RCCpap and MTSCC of distal tubule origin would be expected to be positive for CK7, CK19 taking the normal histology into account. These tumors show a high degree of CK19 and CK7 positivity[9,14,15]. The differential diagnosis between RCCpap and metanephric adenoma can sometimes be difficult. CKhmw negativity and CK19 positivity are important for the diagnosis of metanephric adenoma[42]. EMA has been reported negative at times in metanephric adenoma[47]. However, although RCCpap and MTSCC originate distally, they show a high rate of AMACR positivity, normally demonstrated at the proximal tubule[9,30]. This may indicate aberrant expression in tumors originating from the distal nephron. CD10 and RCCMa positivity can also be found in RCCpap in an aberrant manner[4,8,14]. We interestingly did not observe CD10 expression in MTSCC while the RCCMa positivity was not as marked as in RCCpap[48]. This may help in the differential diagnosis of both tumors but one article has found markedly positive CD10 expression in 3 cases (%15)[9]. CD117 expression can also rarely be seen in this tumor[9].

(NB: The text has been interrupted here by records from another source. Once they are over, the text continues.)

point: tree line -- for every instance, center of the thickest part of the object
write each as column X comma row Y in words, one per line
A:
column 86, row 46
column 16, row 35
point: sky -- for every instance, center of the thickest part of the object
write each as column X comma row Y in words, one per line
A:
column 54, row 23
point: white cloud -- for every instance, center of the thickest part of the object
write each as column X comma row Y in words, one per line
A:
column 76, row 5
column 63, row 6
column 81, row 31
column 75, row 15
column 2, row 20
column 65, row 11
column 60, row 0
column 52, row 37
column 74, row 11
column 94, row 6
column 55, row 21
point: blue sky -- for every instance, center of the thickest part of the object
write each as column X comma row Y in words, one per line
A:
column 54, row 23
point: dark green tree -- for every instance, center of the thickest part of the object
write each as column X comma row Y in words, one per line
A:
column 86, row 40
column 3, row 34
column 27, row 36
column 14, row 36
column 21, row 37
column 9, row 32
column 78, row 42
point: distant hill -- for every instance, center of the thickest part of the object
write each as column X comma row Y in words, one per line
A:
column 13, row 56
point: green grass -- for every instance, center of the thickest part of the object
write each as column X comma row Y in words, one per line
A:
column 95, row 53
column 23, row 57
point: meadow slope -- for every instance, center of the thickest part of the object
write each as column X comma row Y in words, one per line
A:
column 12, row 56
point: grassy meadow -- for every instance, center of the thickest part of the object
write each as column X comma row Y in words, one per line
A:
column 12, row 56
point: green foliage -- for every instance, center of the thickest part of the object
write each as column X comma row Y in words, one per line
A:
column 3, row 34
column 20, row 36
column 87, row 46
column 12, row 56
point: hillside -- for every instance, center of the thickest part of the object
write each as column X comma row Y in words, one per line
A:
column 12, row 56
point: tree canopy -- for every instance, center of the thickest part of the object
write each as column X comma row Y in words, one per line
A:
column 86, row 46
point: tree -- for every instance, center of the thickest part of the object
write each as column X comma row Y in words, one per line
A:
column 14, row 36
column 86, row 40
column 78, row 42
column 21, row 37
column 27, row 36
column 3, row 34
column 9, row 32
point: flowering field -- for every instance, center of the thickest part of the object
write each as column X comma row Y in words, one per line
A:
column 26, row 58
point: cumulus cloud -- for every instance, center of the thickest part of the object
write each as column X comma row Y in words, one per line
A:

The differential diagnosis of RCCchro and oncocytoma said to originate from intercalary cells from RCCclear eosinophilic variant is often difficult. CD117 positivity would be expected in these tumors if they show their normal cell features. Vimentin stains with a similar pattern in the normal renal parenchyma so it may be showing the intercalated cells. However, the vimentin negativity in both tumors is interesting[8,12,14,46]. CD117 is said to be definitive for oncocytoma[7,12] but a high rate of positivity has been reported in RCCchro as well[7,12]. These tumors are rich in mitochondia and have endogenous biotin activity that may lead to false interpretation, requiring the utmost care[14]. Incorrect results have been defined for CK14 in accordance[14]. The membranous CK7 positivity of RCCchro is valuable for the diagnosis. It is difficult to say whether this expression is aberrant or not as there is no clear information for CK7 positivity in intercalary cells. It is possible that these cells are normally CK7-positive as well.

Tumors defined as of collecting tubule origin are quite rare and these can be expected to show CKhmw, CK7, CK19 positivity accordingly. However, only CKhmw and CK19 for CDC have been reported in this group[13,46]. No specific immunohistochemical features have been defined for medullary carcinoma.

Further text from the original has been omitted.